Tag: M.W:200-300

Synthetic Route of 152460-10-1, The major producers of chemicals have been the Europe, Japan and China. Due to the growing call for a cleaner, greener environment, people will have to find innovative ways to maintain their relevance. Here is a compound 152460-10-1, name is N-(5-Amino-2-methylphenyl)-4-(3-pyridyl)-2-pyrimidineamine. This compound has unique chemical properties. The synthetic route is as follows.

General procedure: The final target compounds were synthesized from 6-methyl-N-(4-(pyridin-3-yl) pyrimidin-2-yl) benzene-1,3-diamine 8(2 mmol), DMF (10 mL), and DIPEA (4 mmol) followed by substituted aromatic acid (2 mmol) was added and stirred at room temperature for 1 h. After completion of the reaction mixture was poured into ice-cold water.
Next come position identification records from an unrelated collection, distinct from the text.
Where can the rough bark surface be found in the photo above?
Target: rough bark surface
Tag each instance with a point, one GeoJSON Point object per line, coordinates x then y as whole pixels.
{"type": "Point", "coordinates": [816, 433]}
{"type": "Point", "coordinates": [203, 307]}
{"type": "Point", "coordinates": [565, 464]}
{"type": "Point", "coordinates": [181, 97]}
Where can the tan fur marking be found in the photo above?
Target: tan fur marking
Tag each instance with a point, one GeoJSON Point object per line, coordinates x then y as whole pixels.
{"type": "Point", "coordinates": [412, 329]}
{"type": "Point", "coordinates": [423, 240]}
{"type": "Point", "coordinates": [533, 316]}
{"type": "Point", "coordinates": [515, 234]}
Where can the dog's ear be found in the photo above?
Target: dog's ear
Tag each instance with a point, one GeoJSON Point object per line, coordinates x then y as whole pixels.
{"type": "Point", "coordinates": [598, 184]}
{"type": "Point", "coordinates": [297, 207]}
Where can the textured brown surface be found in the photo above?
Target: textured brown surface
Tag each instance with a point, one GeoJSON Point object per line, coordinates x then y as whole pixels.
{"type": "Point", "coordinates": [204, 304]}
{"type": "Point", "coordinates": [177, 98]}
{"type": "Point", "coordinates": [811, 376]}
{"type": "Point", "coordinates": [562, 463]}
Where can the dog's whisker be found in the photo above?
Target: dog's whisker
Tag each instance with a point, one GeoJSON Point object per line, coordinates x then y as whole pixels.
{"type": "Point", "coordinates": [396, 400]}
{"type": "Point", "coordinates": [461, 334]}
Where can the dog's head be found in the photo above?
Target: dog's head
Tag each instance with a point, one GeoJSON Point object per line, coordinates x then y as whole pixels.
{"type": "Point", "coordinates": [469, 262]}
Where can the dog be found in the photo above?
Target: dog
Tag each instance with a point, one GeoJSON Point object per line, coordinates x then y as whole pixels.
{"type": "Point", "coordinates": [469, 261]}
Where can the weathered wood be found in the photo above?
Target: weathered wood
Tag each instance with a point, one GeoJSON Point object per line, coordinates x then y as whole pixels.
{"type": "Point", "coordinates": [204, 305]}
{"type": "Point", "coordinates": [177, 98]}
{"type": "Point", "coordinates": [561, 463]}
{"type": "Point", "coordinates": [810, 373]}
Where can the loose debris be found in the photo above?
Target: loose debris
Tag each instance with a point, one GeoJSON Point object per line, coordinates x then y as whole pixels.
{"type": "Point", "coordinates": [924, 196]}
The obtained yellow precipitate washed with water and dried to get target titled product pyrimidine scaffold benzamide derivatives (9 a-k).

While traditionally a conservative industry, chemical producers will need to modernize their PR strategies to stay relevant.we look forward to future research findings about 152460-10-1, N-(5-Amino-2-methylphenyl)-4-(3-pyridyl)-2-pyrimidineamine.

Reference:
Article; Thirumurugan; Lakshmanan, Sivalingam; Govindaraj, Dharman; Daniel Prabu, D. Sam; Ramalakshmi; Arul Antony; Journal of Molecular Structure; vol. 1171; (2018); p. 541 – 550;,
Pyridine – Wikipedia,
Pyridine | C5H5N – PubChem

Synthetic Route of 215364-85-5, As we all know, there are many different methods for the synthesis of a compound, and people can choose the synthesis method that suits their own laboratory according to the actual situation. 215364-85-5, name is 3-Bromo-2-chloropyridin-4-amine, molecular formula is C5H4BrClN2, The compound is widely used in many fields, so it is necessary to find a new synthetic route. The downstream synthesis method of this compound is introduced below.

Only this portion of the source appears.